1. Period 1830. Petal top, loop base, scarred bottom, earliest type.

  • Clear White
  • Opaque White
  • Pale Lavender
  • Combination Blue and White
  • Purple
  • Blue
  • Green
  • Vaselene Yellow
  • Peacock
  • Opalescent
  • Dark Amber—very rare

A. Plain top looped base.

B. Petal top, plain hollow, six sided molded base, period 1850.

C. Petal top, round base.

2. Plain top and base varying heights, and colors. This is the commonest type and one that must be most carefully examined by collectors as being most liable to reproduction.

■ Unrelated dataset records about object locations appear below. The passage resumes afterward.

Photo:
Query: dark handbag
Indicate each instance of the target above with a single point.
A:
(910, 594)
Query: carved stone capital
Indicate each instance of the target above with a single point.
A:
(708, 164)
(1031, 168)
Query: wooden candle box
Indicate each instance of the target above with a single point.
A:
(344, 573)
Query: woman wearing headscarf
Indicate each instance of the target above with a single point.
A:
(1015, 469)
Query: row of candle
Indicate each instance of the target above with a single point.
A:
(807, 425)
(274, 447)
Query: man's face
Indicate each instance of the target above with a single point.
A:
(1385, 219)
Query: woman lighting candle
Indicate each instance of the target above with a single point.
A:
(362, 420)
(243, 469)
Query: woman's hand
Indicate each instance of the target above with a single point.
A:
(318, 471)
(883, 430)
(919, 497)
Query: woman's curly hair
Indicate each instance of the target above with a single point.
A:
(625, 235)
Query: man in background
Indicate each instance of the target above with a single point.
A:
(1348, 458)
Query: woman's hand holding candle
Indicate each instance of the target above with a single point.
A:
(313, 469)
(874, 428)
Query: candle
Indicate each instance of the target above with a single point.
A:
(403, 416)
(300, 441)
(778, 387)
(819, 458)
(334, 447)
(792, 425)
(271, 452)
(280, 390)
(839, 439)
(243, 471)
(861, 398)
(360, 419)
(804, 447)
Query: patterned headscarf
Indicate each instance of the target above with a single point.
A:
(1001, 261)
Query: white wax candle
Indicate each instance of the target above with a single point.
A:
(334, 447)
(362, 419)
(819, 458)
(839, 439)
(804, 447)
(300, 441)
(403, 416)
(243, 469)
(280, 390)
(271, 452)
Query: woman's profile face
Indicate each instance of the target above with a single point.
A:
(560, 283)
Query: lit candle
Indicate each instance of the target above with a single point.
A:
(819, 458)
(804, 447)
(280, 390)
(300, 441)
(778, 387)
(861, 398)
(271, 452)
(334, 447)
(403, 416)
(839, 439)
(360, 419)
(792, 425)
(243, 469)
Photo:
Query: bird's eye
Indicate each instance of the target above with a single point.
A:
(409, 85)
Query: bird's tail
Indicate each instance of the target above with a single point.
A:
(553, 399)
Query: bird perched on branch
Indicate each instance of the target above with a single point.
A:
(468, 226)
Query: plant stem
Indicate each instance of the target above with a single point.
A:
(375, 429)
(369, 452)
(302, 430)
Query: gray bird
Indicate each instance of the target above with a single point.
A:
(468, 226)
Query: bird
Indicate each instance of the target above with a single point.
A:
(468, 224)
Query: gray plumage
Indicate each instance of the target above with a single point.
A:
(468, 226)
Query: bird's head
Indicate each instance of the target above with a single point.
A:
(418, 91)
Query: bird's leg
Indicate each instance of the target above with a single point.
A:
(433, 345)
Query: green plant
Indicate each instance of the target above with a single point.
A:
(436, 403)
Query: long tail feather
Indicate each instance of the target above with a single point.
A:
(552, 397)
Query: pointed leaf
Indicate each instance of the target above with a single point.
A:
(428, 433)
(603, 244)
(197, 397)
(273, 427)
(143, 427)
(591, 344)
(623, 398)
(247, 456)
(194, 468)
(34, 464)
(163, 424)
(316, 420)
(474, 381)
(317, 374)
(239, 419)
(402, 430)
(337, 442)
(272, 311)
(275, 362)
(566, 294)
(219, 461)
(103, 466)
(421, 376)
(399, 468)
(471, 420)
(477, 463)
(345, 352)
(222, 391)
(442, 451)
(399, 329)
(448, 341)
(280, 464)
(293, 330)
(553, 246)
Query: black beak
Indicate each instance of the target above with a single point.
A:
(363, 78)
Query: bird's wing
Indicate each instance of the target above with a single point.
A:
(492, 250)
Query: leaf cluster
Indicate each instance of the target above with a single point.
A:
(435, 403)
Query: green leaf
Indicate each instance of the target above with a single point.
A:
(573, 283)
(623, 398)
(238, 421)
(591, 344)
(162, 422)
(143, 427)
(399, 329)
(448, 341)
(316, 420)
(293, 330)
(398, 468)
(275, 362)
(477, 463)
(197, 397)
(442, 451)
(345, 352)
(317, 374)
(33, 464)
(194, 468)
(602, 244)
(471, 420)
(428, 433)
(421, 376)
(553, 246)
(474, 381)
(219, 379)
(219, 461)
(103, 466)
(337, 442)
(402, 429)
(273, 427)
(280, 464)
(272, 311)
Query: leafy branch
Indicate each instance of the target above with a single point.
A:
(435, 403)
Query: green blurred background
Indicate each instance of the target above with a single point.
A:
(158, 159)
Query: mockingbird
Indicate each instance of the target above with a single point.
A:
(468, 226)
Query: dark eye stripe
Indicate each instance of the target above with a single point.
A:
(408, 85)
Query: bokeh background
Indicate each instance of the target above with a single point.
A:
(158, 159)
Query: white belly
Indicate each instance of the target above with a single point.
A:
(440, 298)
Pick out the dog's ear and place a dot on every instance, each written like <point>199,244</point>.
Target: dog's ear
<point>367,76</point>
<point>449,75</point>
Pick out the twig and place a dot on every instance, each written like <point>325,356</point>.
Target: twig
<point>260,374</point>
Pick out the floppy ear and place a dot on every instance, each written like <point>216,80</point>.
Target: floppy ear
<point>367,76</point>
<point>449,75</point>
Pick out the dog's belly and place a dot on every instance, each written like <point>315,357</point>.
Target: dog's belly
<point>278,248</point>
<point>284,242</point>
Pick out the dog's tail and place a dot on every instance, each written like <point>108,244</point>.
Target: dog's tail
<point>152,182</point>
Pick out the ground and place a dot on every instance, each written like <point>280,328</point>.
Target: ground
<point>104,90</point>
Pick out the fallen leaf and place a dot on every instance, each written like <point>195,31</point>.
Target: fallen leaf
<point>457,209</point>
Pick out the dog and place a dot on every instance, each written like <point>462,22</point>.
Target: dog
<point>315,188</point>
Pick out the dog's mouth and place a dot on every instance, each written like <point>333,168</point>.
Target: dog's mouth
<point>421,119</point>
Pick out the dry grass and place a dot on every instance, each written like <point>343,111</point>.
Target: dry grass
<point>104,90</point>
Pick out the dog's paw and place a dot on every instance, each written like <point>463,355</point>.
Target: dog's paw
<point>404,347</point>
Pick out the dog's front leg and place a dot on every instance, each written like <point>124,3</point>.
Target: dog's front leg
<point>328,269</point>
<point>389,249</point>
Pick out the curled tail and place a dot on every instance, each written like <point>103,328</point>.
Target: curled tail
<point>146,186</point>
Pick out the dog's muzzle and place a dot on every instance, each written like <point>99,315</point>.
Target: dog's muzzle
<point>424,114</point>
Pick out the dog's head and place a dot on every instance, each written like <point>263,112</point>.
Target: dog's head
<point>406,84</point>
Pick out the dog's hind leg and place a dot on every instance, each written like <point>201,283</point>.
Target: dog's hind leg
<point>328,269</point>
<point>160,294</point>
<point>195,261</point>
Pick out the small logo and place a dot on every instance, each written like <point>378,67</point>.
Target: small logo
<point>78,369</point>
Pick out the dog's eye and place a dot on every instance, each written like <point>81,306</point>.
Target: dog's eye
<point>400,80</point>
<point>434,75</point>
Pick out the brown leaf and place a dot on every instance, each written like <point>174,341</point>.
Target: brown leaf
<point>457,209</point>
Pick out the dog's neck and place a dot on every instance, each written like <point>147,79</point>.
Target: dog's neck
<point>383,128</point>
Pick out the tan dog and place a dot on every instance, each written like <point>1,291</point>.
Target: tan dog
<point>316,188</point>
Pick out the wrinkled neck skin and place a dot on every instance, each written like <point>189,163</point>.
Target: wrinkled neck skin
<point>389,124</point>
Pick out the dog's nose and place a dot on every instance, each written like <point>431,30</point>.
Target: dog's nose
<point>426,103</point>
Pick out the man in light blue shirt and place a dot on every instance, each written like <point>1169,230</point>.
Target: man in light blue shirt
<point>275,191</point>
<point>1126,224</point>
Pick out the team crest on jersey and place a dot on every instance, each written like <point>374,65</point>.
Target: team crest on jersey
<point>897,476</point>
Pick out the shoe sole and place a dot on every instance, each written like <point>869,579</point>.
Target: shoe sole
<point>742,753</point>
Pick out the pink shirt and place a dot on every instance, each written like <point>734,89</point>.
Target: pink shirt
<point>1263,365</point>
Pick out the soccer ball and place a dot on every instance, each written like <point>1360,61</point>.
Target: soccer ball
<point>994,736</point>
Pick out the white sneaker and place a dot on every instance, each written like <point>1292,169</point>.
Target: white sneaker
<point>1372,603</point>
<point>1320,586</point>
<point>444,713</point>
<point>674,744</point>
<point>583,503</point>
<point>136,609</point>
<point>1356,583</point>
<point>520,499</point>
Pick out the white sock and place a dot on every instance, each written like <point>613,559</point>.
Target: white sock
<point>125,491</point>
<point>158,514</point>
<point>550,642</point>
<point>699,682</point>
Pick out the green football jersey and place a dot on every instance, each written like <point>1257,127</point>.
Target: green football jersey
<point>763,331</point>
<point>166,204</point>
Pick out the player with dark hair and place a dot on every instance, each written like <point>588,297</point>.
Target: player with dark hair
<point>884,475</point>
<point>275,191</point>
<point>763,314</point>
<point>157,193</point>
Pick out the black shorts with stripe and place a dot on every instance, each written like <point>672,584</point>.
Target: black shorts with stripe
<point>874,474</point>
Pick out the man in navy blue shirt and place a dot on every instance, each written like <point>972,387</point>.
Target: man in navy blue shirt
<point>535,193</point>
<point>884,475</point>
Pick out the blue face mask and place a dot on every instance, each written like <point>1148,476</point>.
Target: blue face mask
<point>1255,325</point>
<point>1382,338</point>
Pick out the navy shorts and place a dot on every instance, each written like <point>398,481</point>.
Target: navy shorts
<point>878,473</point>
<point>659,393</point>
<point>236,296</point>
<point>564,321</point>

3. Colonial Column, generally found in opalescent glass, period 1859.

A. Opaque two color sticks, blue and white, jade green and white.

4. Blown bobèche top, fused to early pontilled base in steps.

A. Various later bases and tops cut and etched.

B. Opaque white glass sticks.

Vases were made in many colors of glass at the Sandwich works with bases corresponding to the whale oil lamps. The output was not large as the demand for ornaments at this time was not as great as for practical commodities. See illustration in upper right hand corner.